C’est un Arabe. Je ne dis pas qu’il crache ses poumons, c’est fait. Il est assis dans sa case, sur son bat-flanc : feu follet qui s’élèverait de sa propre décomposition, ce feu follet a faim.

— Ti pourrais pas mi faire donner une pitite boîte de lait ?

Il n’y a donc pas d’hôpital ? Si. Il en est un grand à Saint-Laurent-du-Maroni. Mais on ne devient pas gibier d’hôpital comme ça, au bagne ! Il ne suffit pas d’être condamné pour franchir l’heureuse porte de cet établissement de luxe. Il faut avoir un membre à se faire couper, ou, ce qui est aussi bon, pouvoir prouver que l’on mourra dans les huit jours.

Alors, et les médecins ?

Les médecins sont écœurés. Les témoins les plus violents contre l’administration pénitentiaire se trouvent parmi eux.

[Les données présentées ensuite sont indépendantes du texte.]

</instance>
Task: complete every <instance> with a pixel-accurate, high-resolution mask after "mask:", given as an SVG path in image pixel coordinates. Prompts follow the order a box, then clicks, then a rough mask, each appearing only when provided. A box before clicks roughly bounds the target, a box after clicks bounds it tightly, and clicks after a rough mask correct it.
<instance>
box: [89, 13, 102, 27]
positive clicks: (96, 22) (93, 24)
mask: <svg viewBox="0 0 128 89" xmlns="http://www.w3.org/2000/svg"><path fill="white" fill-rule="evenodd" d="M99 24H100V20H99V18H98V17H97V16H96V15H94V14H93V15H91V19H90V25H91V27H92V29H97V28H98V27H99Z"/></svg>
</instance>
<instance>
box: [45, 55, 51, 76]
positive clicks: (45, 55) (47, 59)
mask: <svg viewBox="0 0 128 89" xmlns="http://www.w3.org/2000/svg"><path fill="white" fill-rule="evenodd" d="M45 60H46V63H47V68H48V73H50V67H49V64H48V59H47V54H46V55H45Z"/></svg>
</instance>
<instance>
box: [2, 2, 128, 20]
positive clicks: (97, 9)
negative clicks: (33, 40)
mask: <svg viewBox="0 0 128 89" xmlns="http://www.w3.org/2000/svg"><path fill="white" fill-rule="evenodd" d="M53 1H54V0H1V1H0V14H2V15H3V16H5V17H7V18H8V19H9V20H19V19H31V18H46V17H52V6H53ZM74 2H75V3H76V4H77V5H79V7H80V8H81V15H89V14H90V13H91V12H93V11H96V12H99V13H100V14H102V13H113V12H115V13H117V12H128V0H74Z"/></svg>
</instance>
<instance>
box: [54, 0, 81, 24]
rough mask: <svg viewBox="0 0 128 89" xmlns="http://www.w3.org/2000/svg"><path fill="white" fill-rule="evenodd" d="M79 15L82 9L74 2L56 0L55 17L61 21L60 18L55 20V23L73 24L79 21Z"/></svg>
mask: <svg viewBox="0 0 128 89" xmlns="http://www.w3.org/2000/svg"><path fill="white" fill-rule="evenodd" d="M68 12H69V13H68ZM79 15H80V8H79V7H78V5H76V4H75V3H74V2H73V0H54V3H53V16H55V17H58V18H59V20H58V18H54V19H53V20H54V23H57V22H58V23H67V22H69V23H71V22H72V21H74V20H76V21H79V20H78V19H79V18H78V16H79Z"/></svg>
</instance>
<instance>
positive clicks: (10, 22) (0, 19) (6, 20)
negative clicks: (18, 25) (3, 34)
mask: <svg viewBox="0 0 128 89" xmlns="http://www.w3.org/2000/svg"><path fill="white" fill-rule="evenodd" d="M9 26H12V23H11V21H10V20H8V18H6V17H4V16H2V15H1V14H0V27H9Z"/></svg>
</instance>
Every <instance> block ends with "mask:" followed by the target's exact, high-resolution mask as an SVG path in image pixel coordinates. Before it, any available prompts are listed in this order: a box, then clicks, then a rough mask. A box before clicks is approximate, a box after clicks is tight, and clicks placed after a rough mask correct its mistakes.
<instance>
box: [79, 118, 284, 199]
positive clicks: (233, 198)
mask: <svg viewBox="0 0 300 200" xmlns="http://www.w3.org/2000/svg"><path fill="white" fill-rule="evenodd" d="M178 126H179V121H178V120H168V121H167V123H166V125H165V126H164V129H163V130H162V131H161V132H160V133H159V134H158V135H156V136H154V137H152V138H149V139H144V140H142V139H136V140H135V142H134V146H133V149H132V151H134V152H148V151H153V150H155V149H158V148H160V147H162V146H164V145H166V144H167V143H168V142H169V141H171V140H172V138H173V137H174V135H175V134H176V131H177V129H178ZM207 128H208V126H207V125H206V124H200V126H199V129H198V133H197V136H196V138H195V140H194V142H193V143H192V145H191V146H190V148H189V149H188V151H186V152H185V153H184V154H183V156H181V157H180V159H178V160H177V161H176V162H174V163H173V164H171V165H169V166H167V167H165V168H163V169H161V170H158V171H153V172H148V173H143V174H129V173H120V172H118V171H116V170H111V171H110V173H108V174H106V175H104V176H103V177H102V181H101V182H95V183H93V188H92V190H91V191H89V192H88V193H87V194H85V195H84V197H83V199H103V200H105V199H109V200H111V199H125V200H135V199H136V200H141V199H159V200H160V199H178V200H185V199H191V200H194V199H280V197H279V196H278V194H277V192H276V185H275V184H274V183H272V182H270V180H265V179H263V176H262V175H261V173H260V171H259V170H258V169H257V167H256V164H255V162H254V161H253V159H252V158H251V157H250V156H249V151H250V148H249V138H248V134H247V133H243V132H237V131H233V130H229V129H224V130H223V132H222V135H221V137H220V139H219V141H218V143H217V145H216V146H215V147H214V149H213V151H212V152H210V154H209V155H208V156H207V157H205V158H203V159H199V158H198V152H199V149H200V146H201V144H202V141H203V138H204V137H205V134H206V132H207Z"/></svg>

Le médecin voit l’homme. L’administration voit le condamné. Pris entre ces deux visions, le condamné voit la mort.

Mille bagnards meurent par an. Ces neuf cents mourront.

— Mais c’est long, monsieur, me dit celui-là, né à Bourges, c’est long !… long !…

Au camp des relégués, le docteur passe chaque jeudi ; au camp des transportés, tous les dix jours.